The exhibit, arranged in chronological order, begins with the pH Meter invented by Beckman in 1935 to determine the pH level of lemon juice. His colleague, a chemist for the California Fruit Growers Exchange, wanted to make concentrated lemon juice and needed an accurate and rapid method of measuring the acidity of the juice.
The Beckman pH meter, which sparked a chemical revolution, was designated a National Historical Chemical Landmark by the American Chemical Society in 2004.
Today, the Beckman pH meter is used in monitoring water quality, soil, sewer and waste disposal, plus food and beverage processing and blood analysis.
Other instruments in the exhibit include:
Oxygen analyzer: Beckman and Nobel Prize winner Linus Pauling were working independently on prototypes of an analyzer to measure the oxygen content of air in submarines while at the California Institute of Technology in the early 1940s. They wound up collaborating, and the first model bearing both their names, which is on display in the exhibit, was shipped in 1943.
The first commercial oxygen analyzer was used in hospital incubators where premature babies were placed because their lungs were not fully developed. The air was enriched with oxygen to help them breathe, but tragically many infants went blind because the oxygen levels were too high and their retinas became oxidized. The oxygen analyzer helped hospital staff accurately monitor oxygen levels to reduce the risk of blindness.
DU Spectrophotometer: In 1940, Beckman produced the first affordable commercial spectrophotometer that revolutionized laboratory testing. Biological assays to determine the chemical makeup of solutions or substances that previously had taken weeks became available in minutes, thanks to this technology.
Spectrophotometry has a wide range of uses in research and industrial labs from understanding the photochemical properties of chromophores to measuring the vitamin content, color and nutrients in foods.
BUN Analyzer: The BUN analyzer released in 1971 provided rapid, convenient and accurate measures of urea nitrogen in blood, where abnormal levels indicated kidney malfunction.

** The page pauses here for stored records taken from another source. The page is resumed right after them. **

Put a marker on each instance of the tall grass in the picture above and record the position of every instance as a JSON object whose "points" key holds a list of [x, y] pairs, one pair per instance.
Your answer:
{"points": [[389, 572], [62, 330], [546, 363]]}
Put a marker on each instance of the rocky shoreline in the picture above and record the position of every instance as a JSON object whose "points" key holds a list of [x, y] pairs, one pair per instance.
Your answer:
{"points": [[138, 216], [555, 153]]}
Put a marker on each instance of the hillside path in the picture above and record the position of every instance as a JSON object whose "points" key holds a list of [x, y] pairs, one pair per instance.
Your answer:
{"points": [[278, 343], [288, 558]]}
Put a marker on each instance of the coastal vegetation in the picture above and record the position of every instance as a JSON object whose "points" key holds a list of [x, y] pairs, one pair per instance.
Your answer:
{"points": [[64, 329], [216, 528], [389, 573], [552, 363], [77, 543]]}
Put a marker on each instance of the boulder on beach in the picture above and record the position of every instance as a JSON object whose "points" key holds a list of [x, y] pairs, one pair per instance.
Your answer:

DNA Sequencer: The first automated capillary electrophoresis system, shipped in 1989, was used to rapidly analyze DNA, amino acids and proteins, the basic building blocks of life. This was the primary technology that was used to sequence the human genome.
Centrifuge: A centrifuge with a V-shaped cutaway allows viewers to see the interior mechanics of the instrument that isolates and separates solid particles from fluids. The centrifuge is primarily used by hospital labs and blood banks to prepare blood samples for testing and by research labs to purify cells, proteins and nucleic acids.
First Automated Blood Cell Counter: Coulter invented a way to count and size particles using impedance measurements while working with the US Navy to improve paint adherence to the hulls of battleships. The first automated blood cell counter based on the Coulter Principal was introduced in 1949. It could count and measure blood cells at the rate of thousands per second providing greater speed, convenience and accuracy over the prevailing manual method using a microscope and hand counter.
Today, more than 95% of all blood cell counters are based on the Coulter Principle.
The Science Heritage Center exhibit of instruments is complemented by a series of colorful scientific posters on the bioscience breakthroughs that facilitated advances in the detection and prevention of disease.